Pivotal roles of MoS2 in boosting catalytic degradation of aqueous organic pollutants by Fe(II)/PMS

[Display omitted] •The addition of MoS2 greatly accelerated the conversion of Fe(III) to Fe(II).•MoS2 enables Fe(II)/PMS to efficiently degrade halogenated organic pollutants.•The unsaturated S on the fresh MoS2 was found to assist in PMS decomposition.•The used or rinsed MoS2 still exhibited excellent recyclability and reactivity. Despite the success of Fe(II)/peroxymonsulfate (PMS) process in detoxifying organic pollutants, its intrinsic drawback of sluggish Fe(III) conversion to Fe(II) limits its large-scale practical application. Here we report that commercial MoS2, a common metal sulfide, can be used to unlock this kinetic constrain. Addition of MoS2 greatly accelerates the reduction of Fe(III) to Fe(II), decomposition of PMS, and thus results in enhanced degradation efficiency of 2,4,6-trichlorophenol (TCP) (>95%) and other biorefractory halogenated organic compounds within 30 min.
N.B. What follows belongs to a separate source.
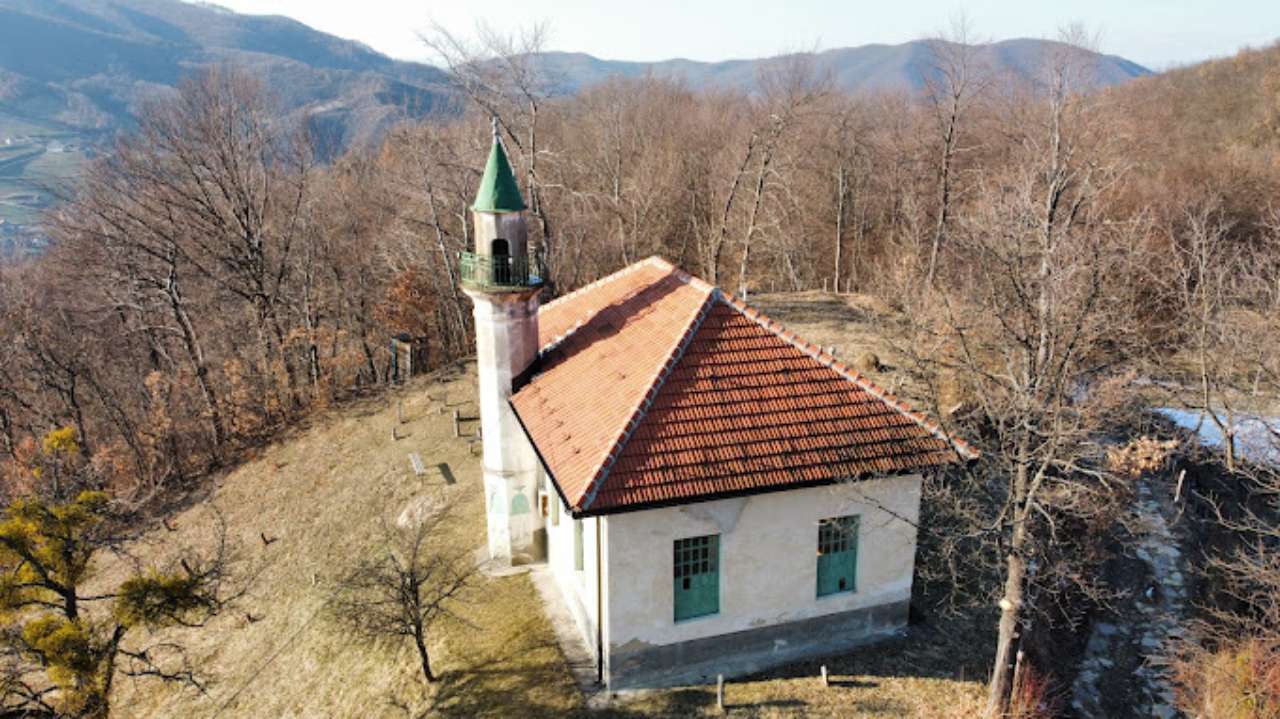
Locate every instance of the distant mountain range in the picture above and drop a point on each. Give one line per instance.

Mass spectroscopy data indicate that TCP can be destructed into low-molecular-weight organic acids, manifesting its powerful oxidation capacity of MoS2-assisted Fe(II)/PMS process. Once the Fe(III) in aqueous solution is stabilized by its organic or inorganic ligands, the boosting effects of MoS2 are largely inhibited and less than 80% of TCP is degraded. Sulfate radicals and hydroxyl radicals are identified as the dominant reactive oxidants in the MoS2/Fe(II)/PMS process by radical scavenging tests. The unsaturated S on the fresh MoS2 surface and the exposed Mo(IV) sites are supposed to react with PMS and Fe(III) in the aqueous solution, respectively. No iron oxides and Mo oxides are detected in X-ray photoelectron spectroscopy (XPS) and X-ray powder diffraction (XRD) measurement, indicating the accelerated Fe(II)/PMS process mainly occurs in the homogeneous solution. MoS2 exhibits excellent recyclability and sustainable reactivity for the degradation of TCP after 5 consecutive runs. Overall, the present study provides a novel strategy to overcome the rate-limiting step of Fe(III)/Fe(II) that is commonly challenging Fe-based advanced oxidation processes (AOPs) and enable Fe(II)/PMS as efficient as typical Co(II)/PMS.